Hyundai says it’s suspending production at South Korea car factories.

Hyundai, the world’s fifth-largest carmaker, said on Tuesday that it was suspending production lines at its car factories in South Korea, one of the first major manufacturers to face severe supply chain issues because of the coronavirus.

Hyundai, which relies on auto parts from China, said in a statement that it had “decided to suspend its production lines from operating at its plants in Korea. The decision is due to disruptions in the supply of parts resulting from the coronavirus outbreak in China.”

Many auto plants in China have shut down because of the virus, including factories run by Hyundai, Tesla, Ford and Nissan.
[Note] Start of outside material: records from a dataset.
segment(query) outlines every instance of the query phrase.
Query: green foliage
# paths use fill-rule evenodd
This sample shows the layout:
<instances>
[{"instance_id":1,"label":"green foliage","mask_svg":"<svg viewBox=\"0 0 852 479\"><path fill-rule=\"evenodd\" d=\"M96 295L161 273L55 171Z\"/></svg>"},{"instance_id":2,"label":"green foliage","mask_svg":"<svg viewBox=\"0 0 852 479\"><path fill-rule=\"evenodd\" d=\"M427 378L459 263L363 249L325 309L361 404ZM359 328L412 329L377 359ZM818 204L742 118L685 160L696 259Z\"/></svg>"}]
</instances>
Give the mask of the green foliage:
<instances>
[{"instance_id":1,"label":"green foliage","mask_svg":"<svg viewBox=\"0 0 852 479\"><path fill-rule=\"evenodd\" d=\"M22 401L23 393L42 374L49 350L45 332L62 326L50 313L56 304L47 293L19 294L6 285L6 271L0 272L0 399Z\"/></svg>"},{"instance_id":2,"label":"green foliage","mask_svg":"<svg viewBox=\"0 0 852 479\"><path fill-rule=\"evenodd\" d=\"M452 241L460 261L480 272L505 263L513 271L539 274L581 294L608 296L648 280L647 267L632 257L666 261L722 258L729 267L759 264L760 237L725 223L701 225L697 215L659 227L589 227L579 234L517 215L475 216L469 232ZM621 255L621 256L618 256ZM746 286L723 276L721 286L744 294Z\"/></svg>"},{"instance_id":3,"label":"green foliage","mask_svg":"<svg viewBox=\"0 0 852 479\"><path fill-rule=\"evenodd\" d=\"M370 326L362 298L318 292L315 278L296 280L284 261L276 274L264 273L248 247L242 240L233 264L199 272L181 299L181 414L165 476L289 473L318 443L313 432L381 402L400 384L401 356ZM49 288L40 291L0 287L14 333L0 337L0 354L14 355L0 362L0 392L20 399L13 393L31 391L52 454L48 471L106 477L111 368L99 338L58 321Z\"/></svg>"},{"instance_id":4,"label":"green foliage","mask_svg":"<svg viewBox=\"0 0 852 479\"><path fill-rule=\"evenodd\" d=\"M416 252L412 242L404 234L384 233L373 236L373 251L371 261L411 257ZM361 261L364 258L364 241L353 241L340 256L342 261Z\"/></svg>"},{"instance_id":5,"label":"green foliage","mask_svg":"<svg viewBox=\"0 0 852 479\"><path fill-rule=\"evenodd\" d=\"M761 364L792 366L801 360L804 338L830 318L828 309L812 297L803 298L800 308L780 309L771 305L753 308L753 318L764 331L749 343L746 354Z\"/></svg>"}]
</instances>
Hyundai plants in South Korea would be the first to shut down lines outside China, and the move comes as Hyundai had ramped up production in China over the past two decades.

“The company is reviewing various measures to minimize the disruption of its operations, including seeking alternative suppliers in other regions,” a Hyundai spokesman said in an email. The company said suspension schedules would vary by line.

Hyundai and its affiliated automaker, Kia, produced 7.2 million cars last year. Hyundai has a worldwide network of factories, including plants in Russia, Turkey, the Czech Republic and Montgomery, Ala., which can probably make up for lost production in Korea.

But the shutdown of some production at its Korean plants may signal further disruptions at manufacturers that depend on parts from China. The longer that Chinese factories remain shut down, the greater the risk of shortages of key components.

Hyundai sold more than four million vehicles last year, most of them in China and the United States.